Os detidos foram apresentados como Paulino José Augusto (39 anos), Issufo Adamo (38), Bernardo Omar Momade (39) e Chaibo Martins (37). A sua captura ocorreu no dia 29 de março do corrente ano, na sequência de uma operação policial baseada na recolha e análise de informações.
De acordo com a PRM, a acção permitiu desarticular o grupo que operava em vários distritos da província, incluindo Marrupa, Majune, Mandimba, Muembe e Lichinga.
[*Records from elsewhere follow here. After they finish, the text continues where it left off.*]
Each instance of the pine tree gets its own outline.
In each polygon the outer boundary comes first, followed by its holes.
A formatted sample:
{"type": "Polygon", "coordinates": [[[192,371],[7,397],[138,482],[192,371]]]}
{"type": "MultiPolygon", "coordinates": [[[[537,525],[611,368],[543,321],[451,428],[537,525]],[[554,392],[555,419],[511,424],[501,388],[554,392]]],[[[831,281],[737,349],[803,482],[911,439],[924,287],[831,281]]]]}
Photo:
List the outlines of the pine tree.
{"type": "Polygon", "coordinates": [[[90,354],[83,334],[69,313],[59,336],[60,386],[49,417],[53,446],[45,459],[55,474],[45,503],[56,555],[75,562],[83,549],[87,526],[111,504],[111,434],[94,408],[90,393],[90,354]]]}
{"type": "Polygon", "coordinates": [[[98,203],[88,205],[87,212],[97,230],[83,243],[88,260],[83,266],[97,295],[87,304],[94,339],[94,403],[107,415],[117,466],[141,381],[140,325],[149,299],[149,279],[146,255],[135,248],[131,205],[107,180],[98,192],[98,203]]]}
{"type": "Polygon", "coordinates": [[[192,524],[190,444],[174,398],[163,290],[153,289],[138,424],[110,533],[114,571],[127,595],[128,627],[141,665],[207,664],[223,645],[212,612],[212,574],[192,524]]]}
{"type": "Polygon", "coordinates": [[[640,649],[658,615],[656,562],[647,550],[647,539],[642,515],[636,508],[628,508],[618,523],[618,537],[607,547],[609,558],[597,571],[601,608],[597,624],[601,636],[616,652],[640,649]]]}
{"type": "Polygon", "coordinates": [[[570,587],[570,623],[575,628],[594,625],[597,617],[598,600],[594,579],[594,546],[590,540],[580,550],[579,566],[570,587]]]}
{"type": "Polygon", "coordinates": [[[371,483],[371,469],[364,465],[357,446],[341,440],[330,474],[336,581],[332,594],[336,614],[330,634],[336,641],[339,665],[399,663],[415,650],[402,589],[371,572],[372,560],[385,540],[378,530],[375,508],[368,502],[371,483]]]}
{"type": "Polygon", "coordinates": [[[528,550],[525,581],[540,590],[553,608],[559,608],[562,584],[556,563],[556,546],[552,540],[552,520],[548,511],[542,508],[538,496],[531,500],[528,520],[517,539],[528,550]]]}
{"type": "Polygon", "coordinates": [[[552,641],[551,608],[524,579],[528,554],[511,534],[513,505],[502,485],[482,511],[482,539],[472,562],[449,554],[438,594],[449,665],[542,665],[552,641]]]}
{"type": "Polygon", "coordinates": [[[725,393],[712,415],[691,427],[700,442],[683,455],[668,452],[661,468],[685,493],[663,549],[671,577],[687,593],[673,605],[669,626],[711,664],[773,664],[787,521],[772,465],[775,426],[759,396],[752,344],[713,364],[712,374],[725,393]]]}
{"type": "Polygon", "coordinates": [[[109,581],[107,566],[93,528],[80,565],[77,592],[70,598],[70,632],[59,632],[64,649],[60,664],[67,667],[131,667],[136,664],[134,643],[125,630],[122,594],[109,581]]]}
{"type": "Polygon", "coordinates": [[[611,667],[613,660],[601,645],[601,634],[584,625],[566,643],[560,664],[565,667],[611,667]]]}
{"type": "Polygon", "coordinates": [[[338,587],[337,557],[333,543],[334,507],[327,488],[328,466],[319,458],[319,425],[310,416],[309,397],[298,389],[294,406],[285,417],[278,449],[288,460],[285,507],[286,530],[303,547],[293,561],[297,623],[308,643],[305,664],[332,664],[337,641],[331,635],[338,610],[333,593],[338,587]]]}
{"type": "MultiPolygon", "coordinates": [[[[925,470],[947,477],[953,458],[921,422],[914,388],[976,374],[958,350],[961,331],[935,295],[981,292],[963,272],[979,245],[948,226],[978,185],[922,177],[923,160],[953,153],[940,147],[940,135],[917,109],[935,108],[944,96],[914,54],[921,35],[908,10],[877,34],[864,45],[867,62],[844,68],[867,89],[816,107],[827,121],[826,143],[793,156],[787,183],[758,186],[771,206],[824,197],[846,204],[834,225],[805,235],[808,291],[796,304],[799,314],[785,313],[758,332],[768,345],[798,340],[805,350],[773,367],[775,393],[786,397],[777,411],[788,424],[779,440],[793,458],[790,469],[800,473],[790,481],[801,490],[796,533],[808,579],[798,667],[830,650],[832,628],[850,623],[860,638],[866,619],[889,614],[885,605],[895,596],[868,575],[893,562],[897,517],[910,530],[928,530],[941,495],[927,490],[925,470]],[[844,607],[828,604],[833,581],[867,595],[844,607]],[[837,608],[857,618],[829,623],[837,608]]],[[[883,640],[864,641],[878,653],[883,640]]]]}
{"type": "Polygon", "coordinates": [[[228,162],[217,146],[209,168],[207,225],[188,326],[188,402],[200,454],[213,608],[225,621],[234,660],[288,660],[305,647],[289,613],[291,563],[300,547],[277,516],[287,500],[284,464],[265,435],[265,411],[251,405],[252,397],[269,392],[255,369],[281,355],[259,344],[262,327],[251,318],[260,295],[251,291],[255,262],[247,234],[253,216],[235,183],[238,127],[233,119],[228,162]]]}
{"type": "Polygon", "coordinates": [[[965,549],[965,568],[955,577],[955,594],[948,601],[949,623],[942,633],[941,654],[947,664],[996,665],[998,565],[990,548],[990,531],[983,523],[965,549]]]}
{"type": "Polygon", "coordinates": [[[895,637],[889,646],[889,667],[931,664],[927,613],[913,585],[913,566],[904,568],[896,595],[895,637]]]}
A operação está ligada à investigação de crimes de roubo registados desde janeiro deste ano, concretamente no povoado de Ntrinque.
O comandante distrital da PRM em Marrupa, Matias Celestina Maria Chiburre, indicou que o primeiro suspeito é considerado o líder da quadrilha, coordenando as atividades a partir da cidade de Lichinga, com o apoio direto de um dos comparsas. Segundo a fonte, o indivíduo já tinha antecedentes de fuga às autoridades, tendo escapado a uma operação policial em 2022, que visava um outro grupo criminoso envolvido em assaltos a transportes semi-coletivos em vários troços da região.
Ainda segundo aquele membro da autoridade, um dos membros do grupo exercia actividades de moto-taxista e era responsável por transportar os restantes comparsas, utilizando uma motorizada de grande porte.
Durante a operação, a polícia apreendeu uma arma do tipo AK-47, modificada (com cano cortado e sem coronha), acompanhada por um carregador com 30 munições de calibre 7,62×39 mm, além de duas munições adicionais. A arma encontrava-se escondida na residência de um dos suspeitos, na cidade de Lichinga.
Foi também recuperada uma motorizada da marca Lifan, de cor azul e sem matrícula, que havia sido adaptada para facilitar o transporte ilegal da arma.
A PRM revelou ainda que os detidos confessaram a prática de vários crimes na província. Neste momento, encontram-se sob custódia no comando distrital de Marrupa, enquanto decorrem os trâmites legais, uma vez o processo já foi encaminhado ao Ministério Público, através do Aditamento n.º 03/PRM/MAR/2026.